Review: The Breathless Sky by
Veronica Henry
Book Two of The Scorched Earth Series
A contemporary fantasy woven with threads of climate fiction and dystopian speculation, The Breathless Sky captivated me with its central premise: what if nature stopped cooperating?
The novel’s most compelling idea lies in its reimagining of photosynthesis. The ancient sequoias— the Earth’s lungs—consciously cease releasing oxygen. Instead, they hoard carbon dioxide, creating a slow suffocation as a form of ecological reckoning. This inversion of natural law was both eerie and fascinating, a bold metaphor for environmental collapse and moral consequence.
Themes of family bonds, betrayal, environmentalism, climate change, ancestral memory preservation and radical change
While the concept kept me reading, my experience with the protagonist, Syrah, was less satisfying. Her emotional spirals, frequent self-pity, and sluggish personal growth grated on me. In contrast, I found the Rhiza community deeply admirable—their ethos, mutual care, and grounded approach to life offered a hopeful counterpoint to the novel’s darker themes.
Ultimately, The Breathless Sky is a provocative exploration of what might happen if the natural world decided to fight back. It asks not just what we’ve done to the Earth, but what the Earth might do in return.
Below is my synopsis of the book.
She doesn’t speak in words. She speaks in memory—in ash, in mycelium, in the silence between roots.”
—from The Breathless Sky
The Breathless Sky is a story of two siblings—Syrah and Romelo—caught between love and fury, myth and memory. Beneath the towering sequoias lies the lattice: a vast, subterranean root system that connects the forest in silence. Interlaced with it is the filament, a sentient fungal network that remembers everything. Together, they form Rhiza—a hidden world that pulses with ancestral memory and ecological power.
At the center of Rhiza is The Mother. She has been here since the Earth first breathed. She remembers what the world forgets.

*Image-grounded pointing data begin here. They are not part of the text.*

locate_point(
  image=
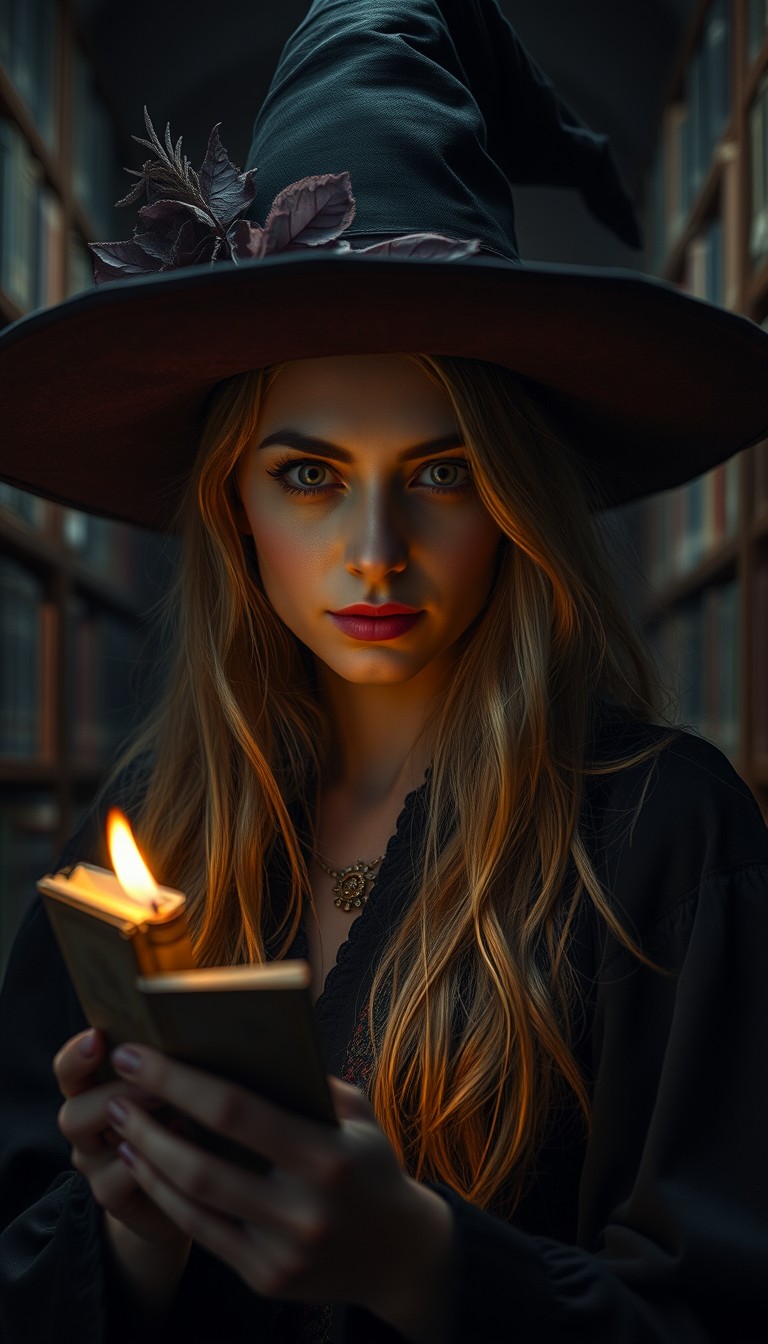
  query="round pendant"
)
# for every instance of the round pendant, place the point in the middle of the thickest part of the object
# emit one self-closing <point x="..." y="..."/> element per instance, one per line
<point x="351" y="889"/>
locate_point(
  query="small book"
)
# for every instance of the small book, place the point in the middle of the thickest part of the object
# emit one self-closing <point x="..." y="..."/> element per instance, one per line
<point x="135" y="975"/>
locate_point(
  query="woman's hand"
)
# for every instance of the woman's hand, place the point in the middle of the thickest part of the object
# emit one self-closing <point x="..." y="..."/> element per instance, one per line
<point x="86" y="1125"/>
<point x="335" y="1219"/>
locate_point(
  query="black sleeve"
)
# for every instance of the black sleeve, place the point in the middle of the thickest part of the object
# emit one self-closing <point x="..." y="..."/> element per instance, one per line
<point x="673" y="1206"/>
<point x="55" y="1278"/>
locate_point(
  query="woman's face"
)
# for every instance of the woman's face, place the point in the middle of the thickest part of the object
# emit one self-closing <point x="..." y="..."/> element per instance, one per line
<point x="358" y="493"/>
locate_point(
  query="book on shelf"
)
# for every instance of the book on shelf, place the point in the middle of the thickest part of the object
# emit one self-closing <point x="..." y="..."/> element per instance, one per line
<point x="697" y="649"/>
<point x="27" y="54"/>
<point x="31" y="223"/>
<point x="105" y="546"/>
<point x="27" y="667"/>
<point x="722" y="664"/>
<point x="28" y="839"/>
<point x="759" y="174"/>
<point x="756" y="27"/>
<point x="96" y="160"/>
<point x="692" y="127"/>
<point x="102" y="655"/>
<point x="32" y="510"/>
<point x="690" y="522"/>
<point x="80" y="266"/>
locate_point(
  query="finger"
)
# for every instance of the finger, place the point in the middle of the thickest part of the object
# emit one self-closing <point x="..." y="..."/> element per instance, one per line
<point x="201" y="1176"/>
<point x="77" y="1061"/>
<point x="227" y="1109"/>
<point x="85" y="1122"/>
<point x="262" y="1260"/>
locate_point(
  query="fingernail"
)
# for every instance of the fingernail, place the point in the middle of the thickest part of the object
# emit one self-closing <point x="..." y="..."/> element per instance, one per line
<point x="127" y="1061"/>
<point x="117" y="1112"/>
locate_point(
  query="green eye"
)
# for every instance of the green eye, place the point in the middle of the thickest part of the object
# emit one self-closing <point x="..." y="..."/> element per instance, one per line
<point x="311" y="473"/>
<point x="445" y="476"/>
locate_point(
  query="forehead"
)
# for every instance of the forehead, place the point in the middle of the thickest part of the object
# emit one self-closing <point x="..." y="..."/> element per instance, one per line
<point x="350" y="393"/>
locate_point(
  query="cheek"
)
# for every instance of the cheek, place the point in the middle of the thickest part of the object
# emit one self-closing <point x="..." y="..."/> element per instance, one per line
<point x="470" y="553"/>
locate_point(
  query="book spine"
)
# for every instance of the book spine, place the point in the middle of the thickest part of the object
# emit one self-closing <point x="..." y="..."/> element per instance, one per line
<point x="20" y="597"/>
<point x="760" y="656"/>
<point x="759" y="163"/>
<point x="164" y="946"/>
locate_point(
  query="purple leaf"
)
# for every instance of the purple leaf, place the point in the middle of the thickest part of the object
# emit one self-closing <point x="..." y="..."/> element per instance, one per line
<point x="166" y="217"/>
<point x="116" y="261"/>
<point x="311" y="211"/>
<point x="226" y="190"/>
<point x="248" y="241"/>
<point x="423" y="245"/>
<point x="334" y="245"/>
<point x="195" y="245"/>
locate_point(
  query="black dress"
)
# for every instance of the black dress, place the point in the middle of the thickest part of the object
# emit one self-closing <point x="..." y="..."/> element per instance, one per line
<point x="650" y="1230"/>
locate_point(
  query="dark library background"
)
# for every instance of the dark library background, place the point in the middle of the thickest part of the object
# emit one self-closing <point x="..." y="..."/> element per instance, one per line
<point x="681" y="86"/>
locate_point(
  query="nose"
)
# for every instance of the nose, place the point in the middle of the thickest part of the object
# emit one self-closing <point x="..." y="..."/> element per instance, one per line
<point x="377" y="540"/>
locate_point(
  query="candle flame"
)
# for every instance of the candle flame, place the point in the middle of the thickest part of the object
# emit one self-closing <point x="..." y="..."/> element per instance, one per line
<point x="132" y="872"/>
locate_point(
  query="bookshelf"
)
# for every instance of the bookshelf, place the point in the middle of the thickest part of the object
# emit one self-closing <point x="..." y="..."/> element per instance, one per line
<point x="74" y="589"/>
<point x="705" y="544"/>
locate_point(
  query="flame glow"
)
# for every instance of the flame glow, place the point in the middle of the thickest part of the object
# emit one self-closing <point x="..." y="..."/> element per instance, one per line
<point x="132" y="872"/>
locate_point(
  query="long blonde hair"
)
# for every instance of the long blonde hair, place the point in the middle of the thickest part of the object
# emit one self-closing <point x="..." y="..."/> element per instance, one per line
<point x="238" y="737"/>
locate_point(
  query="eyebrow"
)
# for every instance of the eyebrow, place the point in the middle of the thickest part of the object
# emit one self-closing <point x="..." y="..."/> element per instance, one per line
<point x="311" y="444"/>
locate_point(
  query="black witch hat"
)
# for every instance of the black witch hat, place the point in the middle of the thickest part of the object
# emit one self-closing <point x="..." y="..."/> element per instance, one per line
<point x="375" y="215"/>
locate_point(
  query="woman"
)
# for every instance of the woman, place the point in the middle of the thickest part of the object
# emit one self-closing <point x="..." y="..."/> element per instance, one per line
<point x="541" y="1024"/>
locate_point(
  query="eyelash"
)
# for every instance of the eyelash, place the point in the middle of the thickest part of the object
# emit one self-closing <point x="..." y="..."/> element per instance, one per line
<point x="285" y="464"/>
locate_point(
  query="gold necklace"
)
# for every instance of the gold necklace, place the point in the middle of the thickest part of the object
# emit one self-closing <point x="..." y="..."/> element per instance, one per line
<point x="353" y="883"/>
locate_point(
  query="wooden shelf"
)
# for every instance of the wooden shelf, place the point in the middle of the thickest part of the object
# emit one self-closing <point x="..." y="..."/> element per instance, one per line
<point x="69" y="641"/>
<point x="731" y="579"/>
<point x="701" y="210"/>
<point x="716" y="566"/>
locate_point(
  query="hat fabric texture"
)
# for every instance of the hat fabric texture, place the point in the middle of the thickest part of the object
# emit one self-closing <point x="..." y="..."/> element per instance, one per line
<point x="435" y="110"/>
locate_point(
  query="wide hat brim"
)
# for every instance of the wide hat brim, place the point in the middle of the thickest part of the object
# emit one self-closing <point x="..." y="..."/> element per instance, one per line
<point x="104" y="395"/>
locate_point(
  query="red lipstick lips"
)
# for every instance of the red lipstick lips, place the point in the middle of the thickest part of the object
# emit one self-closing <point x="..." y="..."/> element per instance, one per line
<point x="385" y="609"/>
<point x="388" y="621"/>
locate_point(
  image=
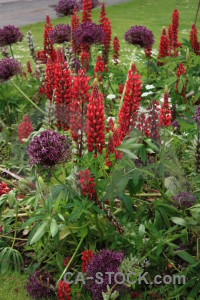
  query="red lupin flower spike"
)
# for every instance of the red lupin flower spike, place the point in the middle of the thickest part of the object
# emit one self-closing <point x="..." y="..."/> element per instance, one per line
<point x="194" y="40"/>
<point x="116" y="48"/>
<point x="29" y="69"/>
<point x="86" y="11"/>
<point x="165" y="112"/>
<point x="3" y="189"/>
<point x="170" y="37"/>
<point x="130" y="106"/>
<point x="175" y="24"/>
<point x="64" y="291"/>
<point x="99" y="67"/>
<point x="87" y="184"/>
<point x="148" y="52"/>
<point x="181" y="71"/>
<point x="86" y="259"/>
<point x="95" y="122"/>
<point x="164" y="45"/>
<point x="153" y="121"/>
<point x="85" y="58"/>
<point x="24" y="129"/>
<point x="102" y="13"/>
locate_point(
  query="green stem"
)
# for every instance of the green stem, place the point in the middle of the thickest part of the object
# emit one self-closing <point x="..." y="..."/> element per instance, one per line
<point x="11" y="51"/>
<point x="12" y="238"/>
<point x="69" y="263"/>
<point x="15" y="232"/>
<point x="27" y="98"/>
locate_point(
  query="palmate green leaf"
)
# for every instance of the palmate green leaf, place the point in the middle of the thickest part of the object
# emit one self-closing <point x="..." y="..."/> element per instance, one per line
<point x="53" y="227"/>
<point x="127" y="151"/>
<point x="186" y="256"/>
<point x="127" y="203"/>
<point x="39" y="233"/>
<point x="178" y="221"/>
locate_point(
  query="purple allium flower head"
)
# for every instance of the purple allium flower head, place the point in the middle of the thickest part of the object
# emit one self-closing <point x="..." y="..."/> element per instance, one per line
<point x="139" y="35"/>
<point x="38" y="285"/>
<point x="60" y="34"/>
<point x="76" y="65"/>
<point x="183" y="200"/>
<point x="88" y="33"/>
<point x="103" y="261"/>
<point x="49" y="148"/>
<point x="10" y="35"/>
<point x="66" y="7"/>
<point x="8" y="68"/>
<point x="176" y="126"/>
<point x="197" y="115"/>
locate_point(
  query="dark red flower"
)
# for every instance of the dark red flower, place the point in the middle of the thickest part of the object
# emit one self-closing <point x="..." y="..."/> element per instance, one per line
<point x="181" y="71"/>
<point x="64" y="291"/>
<point x="3" y="189"/>
<point x="28" y="65"/>
<point x="102" y="13"/>
<point x="153" y="121"/>
<point x="116" y="48"/>
<point x="194" y="40"/>
<point x="75" y="22"/>
<point x="130" y="106"/>
<point x="86" y="11"/>
<point x="165" y="112"/>
<point x="106" y="25"/>
<point x="148" y="52"/>
<point x="85" y="58"/>
<point x="95" y="121"/>
<point x="24" y="129"/>
<point x="164" y="44"/>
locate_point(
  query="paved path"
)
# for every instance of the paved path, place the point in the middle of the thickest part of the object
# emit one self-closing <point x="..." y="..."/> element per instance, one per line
<point x="23" y="12"/>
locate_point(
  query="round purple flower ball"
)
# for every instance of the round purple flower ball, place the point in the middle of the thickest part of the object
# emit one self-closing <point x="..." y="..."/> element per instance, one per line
<point x="140" y="36"/>
<point x="88" y="33"/>
<point x="104" y="261"/>
<point x="95" y="3"/>
<point x="60" y="34"/>
<point x="49" y="148"/>
<point x="183" y="200"/>
<point x="66" y="7"/>
<point x="9" y="67"/>
<point x="10" y="35"/>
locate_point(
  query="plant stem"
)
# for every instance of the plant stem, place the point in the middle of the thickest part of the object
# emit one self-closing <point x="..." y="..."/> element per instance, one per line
<point x="27" y="98"/>
<point x="11" y="51"/>
<point x="12" y="238"/>
<point x="15" y="232"/>
<point x="69" y="263"/>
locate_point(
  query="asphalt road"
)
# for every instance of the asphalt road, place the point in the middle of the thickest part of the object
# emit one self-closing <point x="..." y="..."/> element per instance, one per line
<point x="23" y="12"/>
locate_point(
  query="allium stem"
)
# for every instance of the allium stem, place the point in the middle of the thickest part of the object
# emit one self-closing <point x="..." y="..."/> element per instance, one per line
<point x="27" y="98"/>
<point x="69" y="263"/>
<point x="15" y="231"/>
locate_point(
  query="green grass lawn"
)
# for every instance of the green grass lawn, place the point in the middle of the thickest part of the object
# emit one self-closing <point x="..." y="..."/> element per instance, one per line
<point x="150" y="13"/>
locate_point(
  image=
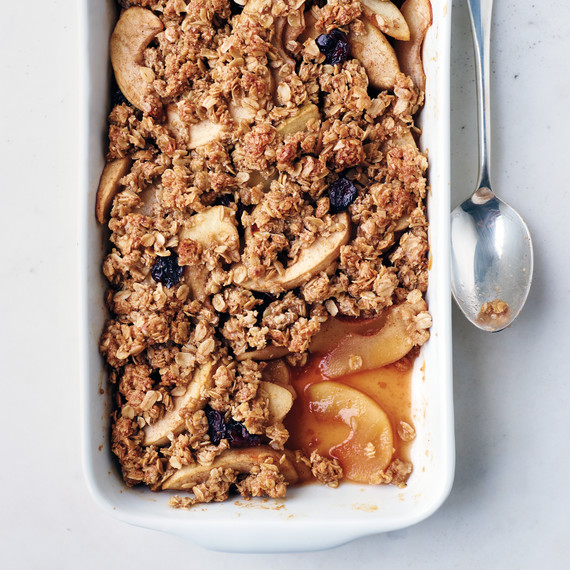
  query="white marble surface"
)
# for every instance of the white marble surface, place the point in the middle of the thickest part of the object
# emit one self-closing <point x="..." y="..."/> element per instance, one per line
<point x="510" y="505"/>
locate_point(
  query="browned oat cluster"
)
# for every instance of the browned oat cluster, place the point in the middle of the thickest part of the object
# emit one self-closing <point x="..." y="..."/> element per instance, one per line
<point x="253" y="190"/>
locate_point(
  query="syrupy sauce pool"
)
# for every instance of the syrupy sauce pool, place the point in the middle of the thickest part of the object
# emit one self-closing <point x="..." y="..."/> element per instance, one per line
<point x="389" y="387"/>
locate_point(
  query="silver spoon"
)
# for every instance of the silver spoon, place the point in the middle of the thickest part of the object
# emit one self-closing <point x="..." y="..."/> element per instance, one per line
<point x="491" y="247"/>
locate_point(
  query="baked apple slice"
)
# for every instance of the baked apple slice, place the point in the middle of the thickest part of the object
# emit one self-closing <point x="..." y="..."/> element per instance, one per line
<point x="109" y="185"/>
<point x="240" y="460"/>
<point x="193" y="400"/>
<point x="134" y="31"/>
<point x="270" y="352"/>
<point x="372" y="344"/>
<point x="214" y="226"/>
<point x="419" y="16"/>
<point x="191" y="135"/>
<point x="387" y="18"/>
<point x="312" y="260"/>
<point x="369" y="447"/>
<point x="377" y="56"/>
<point x="279" y="400"/>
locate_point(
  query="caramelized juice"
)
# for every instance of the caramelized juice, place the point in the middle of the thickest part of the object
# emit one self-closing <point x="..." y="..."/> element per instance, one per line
<point x="389" y="387"/>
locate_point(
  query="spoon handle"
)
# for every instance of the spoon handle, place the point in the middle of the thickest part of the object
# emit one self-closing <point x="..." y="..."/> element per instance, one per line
<point x="480" y="12"/>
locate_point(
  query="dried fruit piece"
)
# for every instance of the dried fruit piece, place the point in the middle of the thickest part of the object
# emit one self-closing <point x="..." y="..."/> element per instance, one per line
<point x="342" y="193"/>
<point x="377" y="56"/>
<point x="235" y="432"/>
<point x="377" y="342"/>
<point x="217" y="429"/>
<point x="194" y="399"/>
<point x="334" y="46"/>
<point x="166" y="270"/>
<point x="279" y="400"/>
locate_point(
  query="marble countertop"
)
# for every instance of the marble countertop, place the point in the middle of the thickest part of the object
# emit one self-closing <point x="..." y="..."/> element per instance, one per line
<point x="510" y="503"/>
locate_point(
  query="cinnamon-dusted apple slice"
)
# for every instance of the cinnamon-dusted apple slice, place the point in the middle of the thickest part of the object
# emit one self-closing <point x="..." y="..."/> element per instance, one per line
<point x="308" y="112"/>
<point x="419" y="16"/>
<point x="369" y="447"/>
<point x="109" y="185"/>
<point x="214" y="226"/>
<point x="134" y="31"/>
<point x="191" y="135"/>
<point x="387" y="18"/>
<point x="378" y="343"/>
<point x="193" y="400"/>
<point x="279" y="400"/>
<point x="240" y="460"/>
<point x="377" y="56"/>
<point x="312" y="260"/>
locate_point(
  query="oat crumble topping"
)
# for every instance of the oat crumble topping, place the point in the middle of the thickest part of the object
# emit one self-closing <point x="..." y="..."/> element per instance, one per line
<point x="227" y="250"/>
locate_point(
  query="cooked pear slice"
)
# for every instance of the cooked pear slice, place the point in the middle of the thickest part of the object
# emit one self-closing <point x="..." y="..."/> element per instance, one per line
<point x="308" y="112"/>
<point x="193" y="400"/>
<point x="136" y="28"/>
<point x="268" y="353"/>
<point x="312" y="260"/>
<point x="377" y="56"/>
<point x="369" y="447"/>
<point x="214" y="226"/>
<point x="279" y="400"/>
<point x="109" y="185"/>
<point x="419" y="16"/>
<point x="378" y="343"/>
<point x="387" y="18"/>
<point x="240" y="460"/>
<point x="193" y="135"/>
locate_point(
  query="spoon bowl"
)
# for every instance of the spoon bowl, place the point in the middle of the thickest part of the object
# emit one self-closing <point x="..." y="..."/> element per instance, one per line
<point x="491" y="247"/>
<point x="491" y="260"/>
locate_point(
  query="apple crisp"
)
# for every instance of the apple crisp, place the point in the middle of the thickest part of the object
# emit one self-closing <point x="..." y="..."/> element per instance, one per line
<point x="265" y="200"/>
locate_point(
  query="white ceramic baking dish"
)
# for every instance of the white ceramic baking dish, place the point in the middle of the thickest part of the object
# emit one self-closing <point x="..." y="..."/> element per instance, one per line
<point x="311" y="517"/>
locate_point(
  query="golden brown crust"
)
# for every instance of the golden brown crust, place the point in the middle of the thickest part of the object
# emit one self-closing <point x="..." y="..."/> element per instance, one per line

Syrah hears her whispers and begins to understand Rhiza’s ancient pull. But becoming its keeper isn’t a given—it’s a calling she must earn, and one Romelo believes should fall to someone else. Their visions for Rhiza diverge, and as wildfire and memory surge, the siblings find themselves on opposite sides of a mythic reckoning.
As the forest burns and the Earth’s oldest voices rise, The Breathless Sky asks: what do we owe the planet—and what do we owe each other?
The Mother has been here since the Earth first breathed. She remembers what the world forgets.